Post Traumatic Stress Disorder

After a traumatic event, most people experience symptoms of anxiety, anger, and nightmares. These feelings normally lesson over time. However, sometimes they do not. This is when PTSD develops. There is hope though. With treatment, you can be free again.

5/22/2023

After a life-threatening event such as a car accident, the death of a loved one from suicide, military combat, or a sexual assault, your world will be shaken. For some, recovery happens naturally over time. For others, it does not happen, and symptoms persist even years later. You may no longer feel the word is safe, feel the need to constantly monitor your environment for threats, may withdraw from others, or engage in reckless or dangerous behavior. You may try your hardest to avoid thinking about the trauma, but it is not possible. It haunts your dreams and even your awake times as little things trigger big memories.

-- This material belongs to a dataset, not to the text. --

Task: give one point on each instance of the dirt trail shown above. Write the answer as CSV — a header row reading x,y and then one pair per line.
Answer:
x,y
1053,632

The good news is that there are proven treatments to reduce your symptoms to a pre-trauma level. Three of the most studied are: Cognitive Processing Therapy, Prolonged Exposure, and EMDR. I am trained in Cognitive Processing Therapy which is a therapy that examines your thoughts related to the trauma. By examining and challenging some of these thoughts, you can learn to distinguish the truth from assumptions you may have been making and explore natural emotions versus artificially manufactured ones. Results are generally seen in 8-12 sessions. This is dependent on your full participation in the process. This can be a challenge due to the fact that you most likely would rather put the events completely out of your mind. The problem is that the memories come back anyway. The goal of therapy is to put them in their proper place-in the past-so you can recover from PTSD and live a more fulfilling life in the present.